L’identité serait définie par l’organisation sociale comme la distribution des rôles, des croyances et la perpétuation des singularités du groupe.
On peut penser que la véritable nouveauté serait de se fonder sur le paradoxe qui lui donne l’allure de symptôme. Ce dernier étant une réponse paradoxale à un véritable problème psychologique, en termes affectifs, moraux, ou de désirs. L’école de Palo alto a postulé que la psychose avait sa source dans les attentes paradoxales de la famille, poussant le sujet à des réponses folles.
Mais le paradoxe dont il est question ici ne provient pas d’une construction strictement individuelle, il procède des injonctions paradoxales que reçoit le sujet.
Dans 1984, Orwell imaginait le « ministère le la paix » pour faire la guerre, puis un ministère de la « vérité » pour réinventer l’histoire. Déjà en 1929 Propaganda de Edward Bernays, neveu de Sigmund Freud invente un « arts de manipuler l’opinion en démocratie ». La parenté avec le père de la psychanalyse n’a rien d’anecdotique, puisque c’est en concevant l’individu comme un être psychologique, animé par de désirs, que ce penseur de la propagande a conçu les principes de l’influence de la masse.
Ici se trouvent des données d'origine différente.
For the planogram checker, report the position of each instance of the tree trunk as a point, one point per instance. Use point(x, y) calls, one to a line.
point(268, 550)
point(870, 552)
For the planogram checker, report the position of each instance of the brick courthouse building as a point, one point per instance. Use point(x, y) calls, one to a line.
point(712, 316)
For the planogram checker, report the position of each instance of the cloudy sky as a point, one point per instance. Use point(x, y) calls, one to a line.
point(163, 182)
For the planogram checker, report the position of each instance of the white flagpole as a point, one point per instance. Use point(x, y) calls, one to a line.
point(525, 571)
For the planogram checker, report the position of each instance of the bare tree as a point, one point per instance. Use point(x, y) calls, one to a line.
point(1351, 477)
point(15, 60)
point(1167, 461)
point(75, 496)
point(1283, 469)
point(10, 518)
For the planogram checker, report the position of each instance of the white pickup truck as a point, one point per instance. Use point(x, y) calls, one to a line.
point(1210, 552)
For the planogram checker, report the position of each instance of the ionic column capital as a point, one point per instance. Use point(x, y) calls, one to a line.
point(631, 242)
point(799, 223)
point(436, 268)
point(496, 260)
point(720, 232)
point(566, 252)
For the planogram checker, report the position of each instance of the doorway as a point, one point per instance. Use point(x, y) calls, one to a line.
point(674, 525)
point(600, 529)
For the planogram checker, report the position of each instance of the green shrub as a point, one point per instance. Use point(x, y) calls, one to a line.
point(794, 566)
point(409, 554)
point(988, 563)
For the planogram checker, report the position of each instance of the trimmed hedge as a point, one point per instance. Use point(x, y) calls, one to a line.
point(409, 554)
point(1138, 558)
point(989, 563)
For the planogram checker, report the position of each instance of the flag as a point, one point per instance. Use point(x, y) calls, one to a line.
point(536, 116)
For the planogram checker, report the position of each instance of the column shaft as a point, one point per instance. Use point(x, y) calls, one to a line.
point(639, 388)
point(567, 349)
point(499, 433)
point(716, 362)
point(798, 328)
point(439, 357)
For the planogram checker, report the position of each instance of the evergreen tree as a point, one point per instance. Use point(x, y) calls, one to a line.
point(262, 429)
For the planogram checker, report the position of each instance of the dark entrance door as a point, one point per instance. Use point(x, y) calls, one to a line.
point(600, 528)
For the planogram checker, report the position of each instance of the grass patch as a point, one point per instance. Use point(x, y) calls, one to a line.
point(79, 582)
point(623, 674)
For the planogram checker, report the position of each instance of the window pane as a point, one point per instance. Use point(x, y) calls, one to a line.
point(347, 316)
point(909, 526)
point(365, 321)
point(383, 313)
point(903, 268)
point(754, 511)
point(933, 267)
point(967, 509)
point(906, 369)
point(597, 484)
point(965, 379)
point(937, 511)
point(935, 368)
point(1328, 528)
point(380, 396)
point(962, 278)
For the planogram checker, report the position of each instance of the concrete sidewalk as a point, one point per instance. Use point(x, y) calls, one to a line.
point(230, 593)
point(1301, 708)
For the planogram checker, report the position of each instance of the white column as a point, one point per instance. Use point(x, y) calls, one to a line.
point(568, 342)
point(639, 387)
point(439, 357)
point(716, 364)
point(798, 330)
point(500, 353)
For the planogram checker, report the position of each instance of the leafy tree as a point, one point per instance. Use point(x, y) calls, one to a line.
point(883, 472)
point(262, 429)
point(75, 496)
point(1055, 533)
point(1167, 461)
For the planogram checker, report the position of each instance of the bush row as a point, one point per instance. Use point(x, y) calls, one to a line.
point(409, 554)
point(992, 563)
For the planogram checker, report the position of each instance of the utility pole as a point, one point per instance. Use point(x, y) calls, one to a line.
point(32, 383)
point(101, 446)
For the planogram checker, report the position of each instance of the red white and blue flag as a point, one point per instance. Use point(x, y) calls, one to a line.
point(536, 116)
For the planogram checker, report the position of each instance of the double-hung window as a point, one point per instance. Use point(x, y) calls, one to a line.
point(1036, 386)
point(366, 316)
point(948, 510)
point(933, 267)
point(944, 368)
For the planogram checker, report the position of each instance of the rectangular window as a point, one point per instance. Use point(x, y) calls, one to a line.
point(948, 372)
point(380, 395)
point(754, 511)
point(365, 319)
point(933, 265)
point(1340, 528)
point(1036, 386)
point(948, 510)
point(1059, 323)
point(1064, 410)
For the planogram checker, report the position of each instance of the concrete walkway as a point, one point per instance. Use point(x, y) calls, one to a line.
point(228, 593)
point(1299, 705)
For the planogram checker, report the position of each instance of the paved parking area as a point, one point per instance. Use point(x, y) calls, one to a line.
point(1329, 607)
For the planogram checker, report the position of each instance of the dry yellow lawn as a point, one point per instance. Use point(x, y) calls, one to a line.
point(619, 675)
Dans le champ de la communication, le paradoxe est un recours pour contrôler autrui. Cela se passe dans la publicité, dans la politique[1], ou bien encore dans le recours au « nudge »[2] dans les programmes de la gestion pratique des individus.
Le paradoxe est utile pour paralyser la pensée et mieux manipuler. C’est d’ailleurs un problème dans une société fondée sur le libre arbitre. Quelle liberté peut-on espérer quand on se trouve sous l’emprise d’un « pervers narcissique manipulateur » ? Problème largement débattu, que ce soit dans l’accusation de l’emprise perverse, ou bien dans les conditions morales du consentement.
Dans cet univers de paradoxes, naissent des identités imprégnées de contradictions:
L’injonction publicitaire à faire ce que l’on désire : « just do it », ou à la liberté « break free », sont des paradoxes logiques, puisqu’en obéissant ils conduisent à répondre aux attentes d’un autre et donc à faire le contraire. En piégeant la pensée critique, elles invalident la réalité, comme déterminant majeur des possibilités d’obéir. C’est le cas dans le management fondé sur les objectifs.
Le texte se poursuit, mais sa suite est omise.